Tak Terasa Sudah Memasuki Periode 23 Bulan Warga Dusun Banjarsari Mengikuti Khotmil Qur’an, Kirim Do’a dan Kenduri Tumpeng

MOJOKERTO, mediabrantas.id – Sudah 23 bulan ini warga Dusun Banjarsari, Desa Kedunglengkong, Kecamatan Dlanggu, Kabupaten Mojokerto ini secara istiqomah (rutin) sebulan sekali diawal bulan mengadakan acara, Sholawatan, Khotmil Qur’an dan Do’a Bersama serta Kenduri, Tumpeng yang diprakarsai oleh Keluarga besar Hadi Purwanto, ST., SH., MH, yang diisi pula dengan ceramah agama oleh Kyai Mathori Hasan, Minggu Kliwon (03/05 /2026) di Aula terbuka Makam Umum Dusun Banjarsari (Eyang Temenggung Soekarto Widjoyono / Mbah Sentono).

Sementara itu kepada para wartawan Penanggungjawab Kegiatan, Hadi Purwanto, yang akrab disapa Mas Hadi ini mengatakan, bahwasanya kegiatan rutin Khotmil Qur’an dan Do’a Bersama ini merupakan sarana warga Banjarsari yang ingin berbakti kepada orang tua dan para leluhurnya.

Pria yang belum lama dikukuhkan sebagai Advokat itu menjelaskan tidak gampang untuk mengajak masyarakat untuk berbuat kebaikan apa lagi sampai Istiqomah dan sudah berjalan 23 bulan ini. “Kegiatan Rutin keagamaan yang secara Istiqomah ini kami selenggarakan ini tidak ada maksud atau kepentingan apa–apa, ini murni sebuah ibadah kita kepada Allah SWT, Kita belajar iklas kepada, Semua ini atas kehendak dan petunjuk langsung dari Alloh SWT, ” tegas Mas Hadi Didampingi tokoh masyarakat H. Ismail Pribadi, Mas Putut serta keluarganya.

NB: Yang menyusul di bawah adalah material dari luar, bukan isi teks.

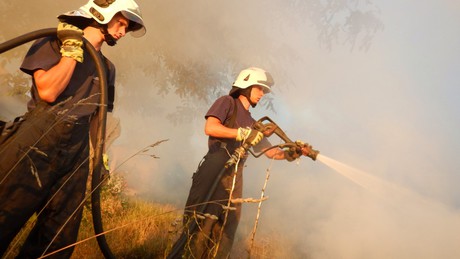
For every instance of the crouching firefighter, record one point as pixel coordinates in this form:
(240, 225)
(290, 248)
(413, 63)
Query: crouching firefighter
(209, 229)
(44, 163)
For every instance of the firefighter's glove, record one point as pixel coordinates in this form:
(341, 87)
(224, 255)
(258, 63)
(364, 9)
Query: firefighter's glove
(71, 38)
(306, 149)
(249, 136)
(105, 161)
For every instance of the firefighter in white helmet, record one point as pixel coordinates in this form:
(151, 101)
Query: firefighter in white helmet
(44, 163)
(228, 125)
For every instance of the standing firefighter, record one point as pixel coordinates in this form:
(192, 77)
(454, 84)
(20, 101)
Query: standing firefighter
(44, 163)
(209, 232)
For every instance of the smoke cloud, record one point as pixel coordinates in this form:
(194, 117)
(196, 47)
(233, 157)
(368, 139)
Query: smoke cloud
(376, 88)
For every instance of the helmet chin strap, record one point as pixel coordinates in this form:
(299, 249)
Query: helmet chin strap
(247, 93)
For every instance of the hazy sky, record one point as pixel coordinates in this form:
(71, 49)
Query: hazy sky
(390, 110)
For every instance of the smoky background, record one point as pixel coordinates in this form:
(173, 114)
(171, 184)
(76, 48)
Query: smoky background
(372, 84)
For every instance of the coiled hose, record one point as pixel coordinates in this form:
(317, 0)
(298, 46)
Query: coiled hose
(102, 115)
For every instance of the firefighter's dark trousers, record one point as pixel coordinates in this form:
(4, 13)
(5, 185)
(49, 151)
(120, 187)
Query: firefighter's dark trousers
(43, 170)
(203, 241)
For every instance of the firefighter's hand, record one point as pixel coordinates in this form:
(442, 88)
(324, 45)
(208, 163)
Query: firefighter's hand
(249, 136)
(307, 150)
(71, 38)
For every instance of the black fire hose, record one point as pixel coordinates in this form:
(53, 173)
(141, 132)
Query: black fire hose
(102, 115)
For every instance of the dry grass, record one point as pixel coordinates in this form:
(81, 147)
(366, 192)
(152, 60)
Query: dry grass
(136, 229)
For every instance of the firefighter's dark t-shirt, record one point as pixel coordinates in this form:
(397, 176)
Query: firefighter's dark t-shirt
(222, 109)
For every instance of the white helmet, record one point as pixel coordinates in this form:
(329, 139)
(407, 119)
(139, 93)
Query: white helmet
(253, 76)
(103, 11)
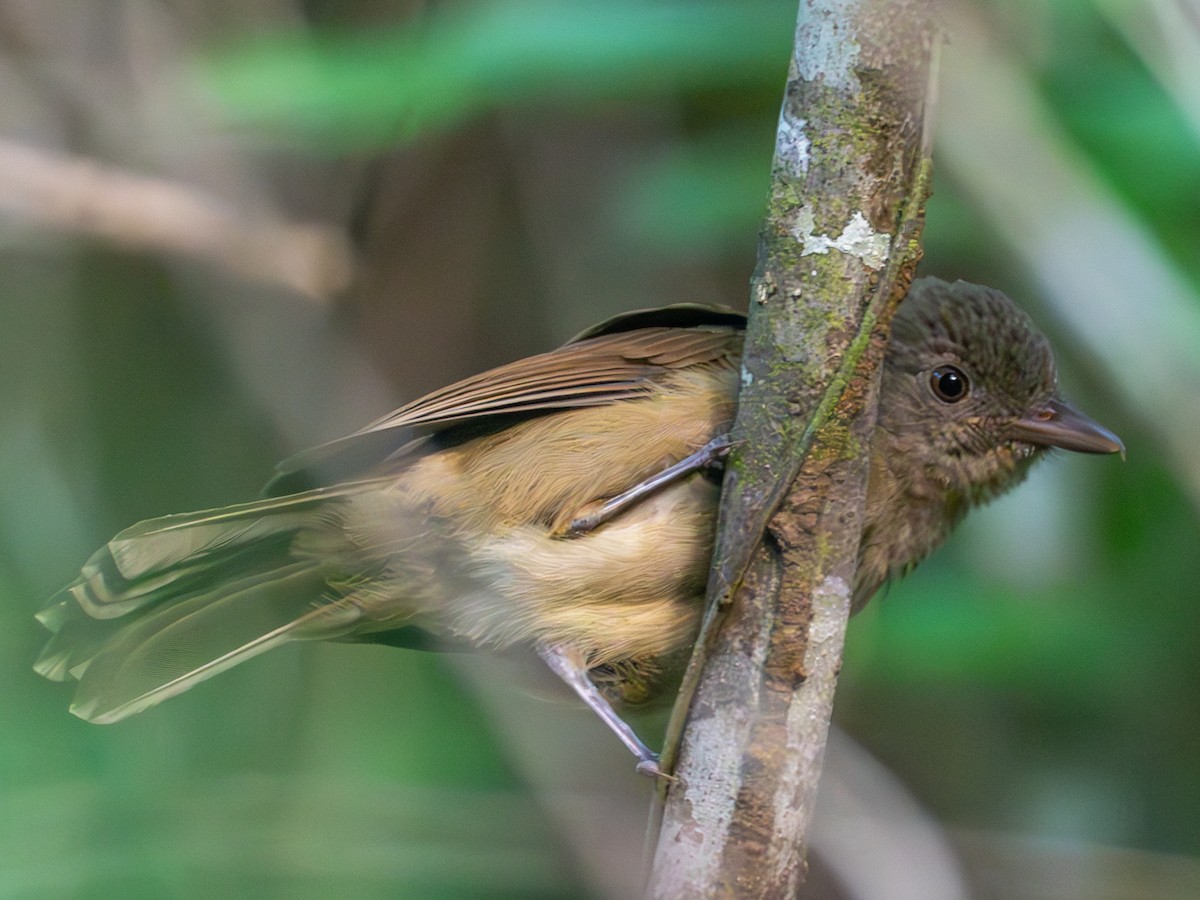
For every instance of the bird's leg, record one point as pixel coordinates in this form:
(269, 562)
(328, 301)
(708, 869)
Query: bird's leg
(567, 665)
(709, 454)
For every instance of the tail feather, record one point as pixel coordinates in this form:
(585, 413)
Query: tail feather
(172, 601)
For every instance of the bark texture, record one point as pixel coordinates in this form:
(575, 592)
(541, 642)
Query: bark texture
(837, 253)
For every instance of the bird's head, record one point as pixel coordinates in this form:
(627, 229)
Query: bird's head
(970, 397)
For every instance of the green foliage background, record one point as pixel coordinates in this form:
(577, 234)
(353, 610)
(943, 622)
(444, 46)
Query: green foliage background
(1037, 677)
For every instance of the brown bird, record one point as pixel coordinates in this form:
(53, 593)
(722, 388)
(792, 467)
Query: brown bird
(563, 502)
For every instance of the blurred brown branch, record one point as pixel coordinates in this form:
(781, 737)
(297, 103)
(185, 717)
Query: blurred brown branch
(78, 195)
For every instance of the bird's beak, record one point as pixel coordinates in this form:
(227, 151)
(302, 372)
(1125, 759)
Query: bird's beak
(1057, 424)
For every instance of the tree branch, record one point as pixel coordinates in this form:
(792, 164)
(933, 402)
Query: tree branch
(837, 255)
(77, 195)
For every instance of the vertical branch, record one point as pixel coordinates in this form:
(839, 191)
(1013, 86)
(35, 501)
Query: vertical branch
(837, 253)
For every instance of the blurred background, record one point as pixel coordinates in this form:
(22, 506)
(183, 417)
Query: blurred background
(229, 231)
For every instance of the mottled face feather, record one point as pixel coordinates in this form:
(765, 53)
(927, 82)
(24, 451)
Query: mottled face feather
(963, 364)
(979, 330)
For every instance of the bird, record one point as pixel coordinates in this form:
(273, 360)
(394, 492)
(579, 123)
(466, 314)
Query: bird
(564, 503)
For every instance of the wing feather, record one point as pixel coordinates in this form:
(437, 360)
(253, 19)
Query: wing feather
(597, 370)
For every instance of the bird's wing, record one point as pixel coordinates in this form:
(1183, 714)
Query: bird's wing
(617, 360)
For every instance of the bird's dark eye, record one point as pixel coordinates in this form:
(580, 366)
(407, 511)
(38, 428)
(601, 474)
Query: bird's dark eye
(949, 384)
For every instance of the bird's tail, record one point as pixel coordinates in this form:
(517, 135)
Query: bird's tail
(174, 600)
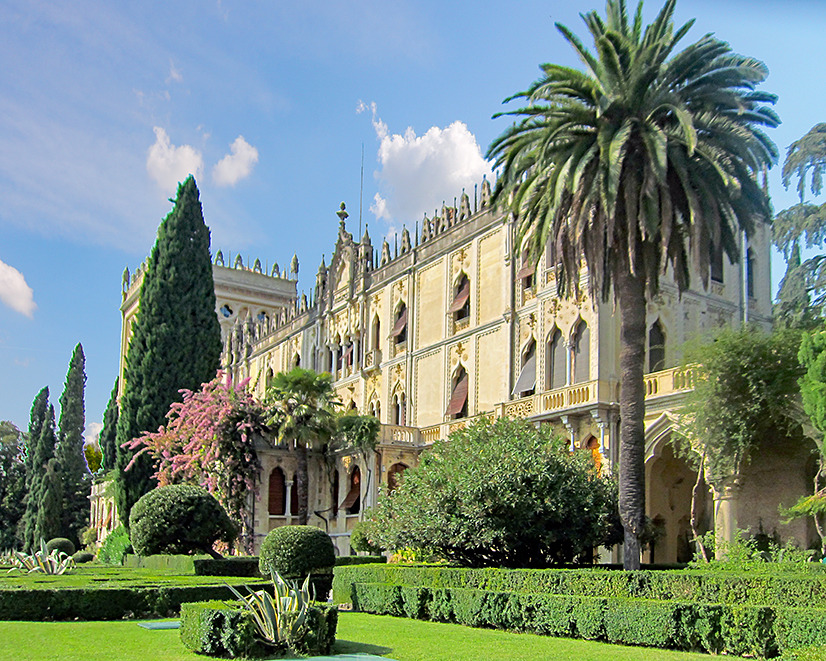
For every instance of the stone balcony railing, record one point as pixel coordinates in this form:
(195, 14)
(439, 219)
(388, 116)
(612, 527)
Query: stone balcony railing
(581, 395)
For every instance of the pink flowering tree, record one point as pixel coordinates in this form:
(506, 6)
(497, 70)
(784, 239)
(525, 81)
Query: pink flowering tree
(210, 441)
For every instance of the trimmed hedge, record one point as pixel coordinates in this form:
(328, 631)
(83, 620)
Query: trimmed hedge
(227, 629)
(801, 590)
(348, 560)
(232, 566)
(183, 564)
(714, 628)
(106, 603)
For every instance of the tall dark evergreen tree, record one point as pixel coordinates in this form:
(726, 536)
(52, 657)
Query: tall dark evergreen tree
(69, 452)
(12, 484)
(37, 417)
(109, 432)
(47, 488)
(176, 342)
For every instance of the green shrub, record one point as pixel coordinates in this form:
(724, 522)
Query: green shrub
(234, 566)
(531, 503)
(61, 544)
(345, 560)
(179, 519)
(296, 551)
(359, 541)
(115, 547)
(219, 629)
(94, 603)
(796, 589)
(226, 629)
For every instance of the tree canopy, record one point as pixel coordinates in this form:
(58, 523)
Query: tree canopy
(647, 159)
(176, 342)
(74, 474)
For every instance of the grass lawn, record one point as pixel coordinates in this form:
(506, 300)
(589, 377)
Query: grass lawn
(396, 638)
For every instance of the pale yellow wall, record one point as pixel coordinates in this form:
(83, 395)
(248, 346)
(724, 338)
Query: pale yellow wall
(430, 396)
(431, 307)
(492, 279)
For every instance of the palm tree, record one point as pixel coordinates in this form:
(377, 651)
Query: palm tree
(301, 404)
(644, 160)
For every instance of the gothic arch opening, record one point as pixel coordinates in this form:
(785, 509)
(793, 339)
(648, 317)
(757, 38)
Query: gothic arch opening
(277, 498)
(582, 352)
(656, 347)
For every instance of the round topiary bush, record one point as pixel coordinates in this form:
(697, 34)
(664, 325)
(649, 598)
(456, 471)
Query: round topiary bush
(82, 556)
(295, 551)
(179, 519)
(61, 544)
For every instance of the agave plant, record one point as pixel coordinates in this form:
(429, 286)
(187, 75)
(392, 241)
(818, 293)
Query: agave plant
(42, 561)
(281, 619)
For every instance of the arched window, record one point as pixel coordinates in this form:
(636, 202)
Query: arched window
(526, 383)
(294, 497)
(557, 362)
(460, 307)
(375, 408)
(393, 475)
(277, 501)
(526, 270)
(656, 348)
(400, 327)
(352, 503)
(376, 333)
(334, 492)
(400, 409)
(582, 353)
(457, 408)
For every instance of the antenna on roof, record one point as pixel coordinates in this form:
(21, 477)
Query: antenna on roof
(361, 189)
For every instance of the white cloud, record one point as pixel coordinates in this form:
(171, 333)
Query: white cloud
(14, 291)
(174, 74)
(168, 165)
(237, 165)
(418, 173)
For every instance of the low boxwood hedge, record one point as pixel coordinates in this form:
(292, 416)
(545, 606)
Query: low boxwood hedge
(232, 566)
(227, 629)
(715, 628)
(802, 589)
(348, 560)
(106, 603)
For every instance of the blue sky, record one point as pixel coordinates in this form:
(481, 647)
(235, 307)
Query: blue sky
(104, 106)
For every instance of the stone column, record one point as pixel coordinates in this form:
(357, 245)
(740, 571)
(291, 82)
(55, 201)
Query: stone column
(726, 494)
(288, 504)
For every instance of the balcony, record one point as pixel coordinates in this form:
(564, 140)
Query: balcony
(657, 384)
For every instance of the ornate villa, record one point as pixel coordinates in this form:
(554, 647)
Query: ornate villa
(450, 324)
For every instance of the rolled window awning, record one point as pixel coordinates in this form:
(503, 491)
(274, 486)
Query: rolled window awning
(525, 271)
(527, 377)
(461, 298)
(459, 397)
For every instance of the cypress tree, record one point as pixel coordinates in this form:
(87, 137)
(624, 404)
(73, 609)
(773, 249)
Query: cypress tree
(12, 484)
(176, 342)
(47, 489)
(33, 474)
(69, 451)
(110, 429)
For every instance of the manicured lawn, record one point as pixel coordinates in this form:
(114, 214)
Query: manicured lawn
(396, 638)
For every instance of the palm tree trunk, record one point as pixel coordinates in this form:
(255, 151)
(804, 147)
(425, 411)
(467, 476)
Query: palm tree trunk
(631, 295)
(301, 486)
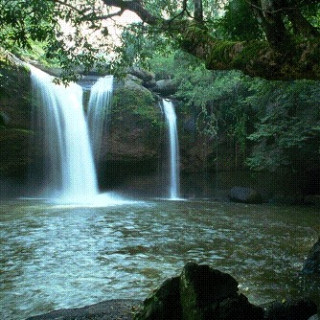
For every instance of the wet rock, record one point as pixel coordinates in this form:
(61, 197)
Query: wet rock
(112, 309)
(312, 263)
(164, 303)
(301, 309)
(200, 293)
(245, 195)
(211, 294)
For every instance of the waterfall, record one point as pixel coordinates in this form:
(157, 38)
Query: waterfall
(174, 168)
(98, 111)
(69, 165)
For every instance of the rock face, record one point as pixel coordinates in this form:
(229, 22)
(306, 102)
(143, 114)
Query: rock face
(312, 264)
(111, 309)
(301, 309)
(199, 293)
(245, 195)
(15, 114)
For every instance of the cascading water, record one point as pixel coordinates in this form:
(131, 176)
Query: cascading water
(69, 168)
(174, 168)
(98, 111)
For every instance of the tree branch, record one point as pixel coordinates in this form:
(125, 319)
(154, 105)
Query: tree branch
(136, 7)
(255, 58)
(301, 24)
(198, 10)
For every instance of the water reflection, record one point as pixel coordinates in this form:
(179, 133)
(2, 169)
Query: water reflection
(60, 257)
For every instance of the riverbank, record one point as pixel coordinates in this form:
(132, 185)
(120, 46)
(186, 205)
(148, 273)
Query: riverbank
(111, 309)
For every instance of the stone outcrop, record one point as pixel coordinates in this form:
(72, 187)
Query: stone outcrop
(200, 293)
(245, 195)
(111, 309)
(301, 309)
(312, 263)
(15, 115)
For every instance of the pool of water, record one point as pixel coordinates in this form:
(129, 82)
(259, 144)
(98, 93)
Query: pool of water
(55, 256)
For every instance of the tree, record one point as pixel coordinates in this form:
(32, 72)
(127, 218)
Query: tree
(283, 42)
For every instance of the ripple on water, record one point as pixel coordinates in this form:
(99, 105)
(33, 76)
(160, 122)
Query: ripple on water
(68, 256)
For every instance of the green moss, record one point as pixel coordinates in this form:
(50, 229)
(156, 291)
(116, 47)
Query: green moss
(250, 51)
(221, 51)
(136, 101)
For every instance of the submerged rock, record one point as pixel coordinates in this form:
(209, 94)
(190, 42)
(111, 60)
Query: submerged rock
(112, 309)
(301, 309)
(245, 195)
(211, 294)
(312, 263)
(199, 293)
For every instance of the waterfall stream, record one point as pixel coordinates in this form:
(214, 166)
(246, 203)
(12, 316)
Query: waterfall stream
(70, 172)
(69, 169)
(174, 168)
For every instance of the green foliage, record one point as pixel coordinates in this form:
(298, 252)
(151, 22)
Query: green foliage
(287, 134)
(238, 22)
(139, 102)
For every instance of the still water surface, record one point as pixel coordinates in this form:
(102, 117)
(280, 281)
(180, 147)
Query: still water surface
(55, 256)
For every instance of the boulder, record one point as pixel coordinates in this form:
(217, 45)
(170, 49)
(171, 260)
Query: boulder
(301, 309)
(245, 195)
(312, 263)
(200, 293)
(211, 294)
(164, 303)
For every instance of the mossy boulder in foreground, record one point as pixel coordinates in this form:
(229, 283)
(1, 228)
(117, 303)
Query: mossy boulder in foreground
(202, 293)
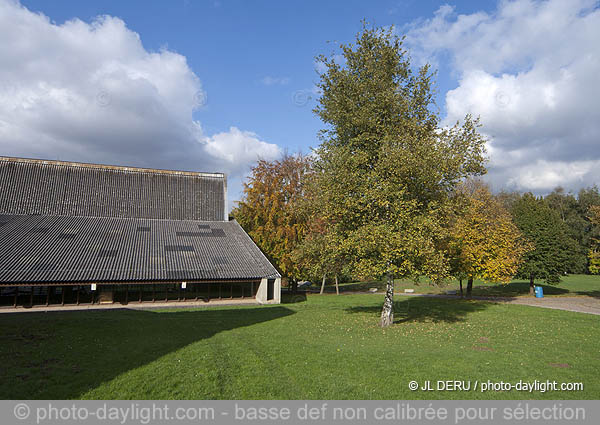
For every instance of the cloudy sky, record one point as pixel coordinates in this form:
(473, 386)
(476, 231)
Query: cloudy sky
(214, 85)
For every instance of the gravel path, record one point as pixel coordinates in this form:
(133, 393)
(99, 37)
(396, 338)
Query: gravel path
(588, 305)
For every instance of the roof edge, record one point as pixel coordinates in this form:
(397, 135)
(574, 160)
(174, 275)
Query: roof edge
(110, 167)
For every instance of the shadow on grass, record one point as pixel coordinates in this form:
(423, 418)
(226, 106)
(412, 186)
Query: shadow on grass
(427, 309)
(62, 355)
(594, 294)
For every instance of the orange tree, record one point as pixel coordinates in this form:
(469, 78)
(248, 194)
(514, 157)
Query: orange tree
(594, 252)
(269, 210)
(484, 242)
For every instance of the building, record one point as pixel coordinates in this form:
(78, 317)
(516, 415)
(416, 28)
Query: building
(73, 233)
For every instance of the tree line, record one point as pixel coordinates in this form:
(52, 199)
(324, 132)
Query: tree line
(391, 193)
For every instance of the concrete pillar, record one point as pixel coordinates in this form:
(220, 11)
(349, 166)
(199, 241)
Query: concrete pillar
(262, 292)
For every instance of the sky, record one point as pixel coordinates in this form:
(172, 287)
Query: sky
(215, 85)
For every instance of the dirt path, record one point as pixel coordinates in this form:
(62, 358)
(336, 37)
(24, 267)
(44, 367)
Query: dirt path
(588, 305)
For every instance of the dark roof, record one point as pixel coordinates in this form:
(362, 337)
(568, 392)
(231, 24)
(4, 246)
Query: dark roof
(55, 249)
(31, 186)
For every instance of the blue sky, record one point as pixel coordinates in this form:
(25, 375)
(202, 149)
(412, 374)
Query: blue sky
(214, 85)
(232, 46)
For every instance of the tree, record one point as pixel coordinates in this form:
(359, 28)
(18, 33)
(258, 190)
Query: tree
(484, 243)
(543, 226)
(574, 217)
(269, 210)
(384, 169)
(594, 251)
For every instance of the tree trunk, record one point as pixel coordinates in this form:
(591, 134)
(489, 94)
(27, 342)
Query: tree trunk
(531, 290)
(387, 313)
(469, 287)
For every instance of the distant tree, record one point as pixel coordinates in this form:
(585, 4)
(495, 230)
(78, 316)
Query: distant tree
(577, 224)
(543, 226)
(385, 169)
(269, 210)
(485, 243)
(594, 251)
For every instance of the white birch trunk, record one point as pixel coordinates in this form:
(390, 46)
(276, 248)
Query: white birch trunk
(387, 313)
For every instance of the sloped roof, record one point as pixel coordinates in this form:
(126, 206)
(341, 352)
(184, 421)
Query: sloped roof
(60, 249)
(31, 186)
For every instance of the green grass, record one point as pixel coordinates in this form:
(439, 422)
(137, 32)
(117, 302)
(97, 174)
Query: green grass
(572, 285)
(325, 347)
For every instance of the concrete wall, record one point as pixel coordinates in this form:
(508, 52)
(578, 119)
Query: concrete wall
(261, 294)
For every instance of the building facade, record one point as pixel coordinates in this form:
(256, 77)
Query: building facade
(73, 233)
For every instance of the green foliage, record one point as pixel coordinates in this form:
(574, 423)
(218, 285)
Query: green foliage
(543, 226)
(384, 170)
(270, 209)
(594, 252)
(573, 212)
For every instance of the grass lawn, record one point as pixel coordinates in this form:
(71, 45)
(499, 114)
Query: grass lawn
(325, 347)
(572, 285)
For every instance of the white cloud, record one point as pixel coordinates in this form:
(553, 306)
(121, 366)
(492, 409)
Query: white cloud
(91, 92)
(275, 81)
(530, 70)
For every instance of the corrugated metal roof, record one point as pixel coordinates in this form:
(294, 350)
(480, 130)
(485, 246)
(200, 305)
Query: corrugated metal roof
(34, 249)
(29, 186)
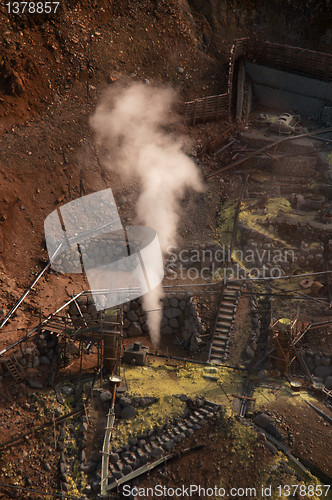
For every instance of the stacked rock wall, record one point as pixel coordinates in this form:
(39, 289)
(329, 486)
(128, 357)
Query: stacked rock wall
(179, 317)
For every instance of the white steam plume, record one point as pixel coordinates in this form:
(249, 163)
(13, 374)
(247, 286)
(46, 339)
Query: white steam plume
(130, 123)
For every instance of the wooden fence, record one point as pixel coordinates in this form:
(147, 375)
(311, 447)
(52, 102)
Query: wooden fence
(295, 59)
(207, 108)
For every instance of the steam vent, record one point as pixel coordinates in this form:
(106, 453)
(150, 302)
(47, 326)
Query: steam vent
(166, 250)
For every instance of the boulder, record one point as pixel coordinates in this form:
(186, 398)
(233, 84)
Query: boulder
(325, 361)
(328, 382)
(106, 396)
(323, 371)
(124, 401)
(262, 420)
(44, 360)
(128, 412)
(173, 312)
(173, 302)
(132, 316)
(35, 362)
(34, 384)
(156, 452)
(134, 330)
(249, 352)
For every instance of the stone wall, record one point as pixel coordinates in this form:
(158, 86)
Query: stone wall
(179, 317)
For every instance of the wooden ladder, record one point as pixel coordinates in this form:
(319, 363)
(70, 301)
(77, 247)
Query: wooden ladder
(14, 369)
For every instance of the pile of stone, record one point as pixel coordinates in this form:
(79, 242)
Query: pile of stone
(155, 443)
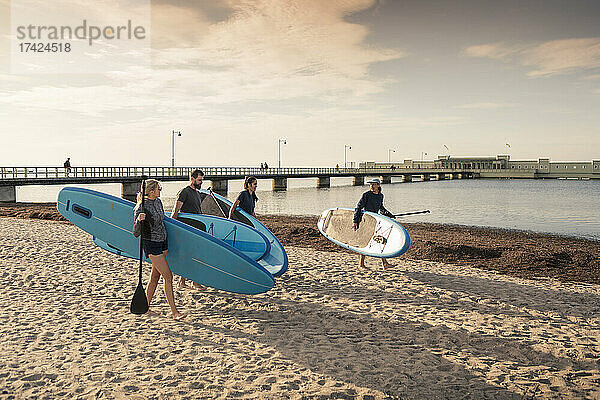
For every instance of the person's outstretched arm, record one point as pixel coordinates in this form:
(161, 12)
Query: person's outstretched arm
(233, 208)
(358, 211)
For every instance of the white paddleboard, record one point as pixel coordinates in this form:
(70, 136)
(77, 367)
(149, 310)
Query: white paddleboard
(377, 235)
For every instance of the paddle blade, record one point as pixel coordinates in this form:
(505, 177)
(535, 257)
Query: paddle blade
(139, 303)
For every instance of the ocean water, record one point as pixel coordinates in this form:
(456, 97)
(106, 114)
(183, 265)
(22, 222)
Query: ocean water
(564, 207)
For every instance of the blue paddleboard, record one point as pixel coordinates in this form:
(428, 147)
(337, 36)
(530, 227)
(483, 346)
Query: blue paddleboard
(192, 253)
(236, 234)
(276, 260)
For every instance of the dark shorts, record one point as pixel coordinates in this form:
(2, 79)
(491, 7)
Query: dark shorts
(154, 248)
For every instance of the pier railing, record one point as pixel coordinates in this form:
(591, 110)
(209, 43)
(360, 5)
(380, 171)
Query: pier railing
(121, 172)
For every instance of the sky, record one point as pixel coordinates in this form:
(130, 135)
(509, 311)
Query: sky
(392, 79)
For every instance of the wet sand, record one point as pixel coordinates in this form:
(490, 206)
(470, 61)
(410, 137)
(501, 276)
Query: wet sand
(423, 329)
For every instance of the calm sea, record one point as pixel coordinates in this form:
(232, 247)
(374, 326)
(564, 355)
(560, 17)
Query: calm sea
(565, 207)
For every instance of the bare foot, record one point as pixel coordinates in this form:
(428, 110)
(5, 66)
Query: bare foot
(178, 316)
(183, 285)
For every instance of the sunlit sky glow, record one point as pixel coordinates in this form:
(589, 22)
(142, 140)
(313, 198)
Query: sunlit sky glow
(234, 76)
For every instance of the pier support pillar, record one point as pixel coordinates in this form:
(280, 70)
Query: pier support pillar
(279, 184)
(8, 194)
(323, 181)
(386, 179)
(129, 190)
(220, 186)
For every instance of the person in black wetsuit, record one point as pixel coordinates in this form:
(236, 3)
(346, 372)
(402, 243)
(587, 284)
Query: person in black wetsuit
(189, 201)
(247, 198)
(372, 201)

Baca Juga:  Kacabdisdik Wilayah VI Pimpin Acara Sertijab Kasek
Advokat Hadi Purwanto SH MH bersama istri nya
Advokat Hadi Purwanto SH MH bersama istri nya

Dijelaskan oleh Direktur LBH Djawa Dwipa dan LKH Barracuda ini bahwa kegiatan rutin ini merupakan wadah Belajar untuk berbuat baik kepada sesama dan giat ini bisa bermanfaat bagi orang lain. ” Kita disini sama sama belajar untuk mensyukuri nikmat Allah SWT, dan Alhamdulillah, Kegiatan ini sudah 23 bulan berlalu, semua ini laksanakan bersama keluarga dan Warga Dusun Banjarsari semata -mata karena Lilahi Taala, demi Akhirat Kelak, karena semua yang bernyawa pasti akan mati, dan kematian itu nantinya akan dimintai pertanggungjawaban kita dihadapan Alloh SWT, Karena kehidupan Akhirat itu ada, ” lanjut Mas Hadi.

Mas Hadi mengatakan. ” Makanya kita selalu belajar Ikhlas hanya Semata -mata karena Alloh SWT, dan tidak ada niat yang macam – macam atau kepentingan politik sedikitpun di dalamnya, ” lanjut Mas Hadi.

Baca Juga:  Jok Becak di Ngadiluwih Diganti Gambar Deny-Muda

Sementara itu rangkaian acara rutinan giat kirim doa kepada para leluhur ini diawali dengan kegiatan Khotmil Qur’an, setelah itu dilaksanakan kirim doa kepada para leluhur dan para ahli kubur yang namanya telah tercatat di kertas yang telah ditulis oleh panitia.

Setelah itu acara dilanjutkan dengan ceramah agama Islam yang secara rutin Disampaikan oleh Kyai Hasan Mathori.

Dalam ceramahnya Kyai Hasan Mathori
menyampaikan bahwa kegiatan rutin ini bukan acara biasa melainkan sarana spiritual untuk meraih keberkahan hidup.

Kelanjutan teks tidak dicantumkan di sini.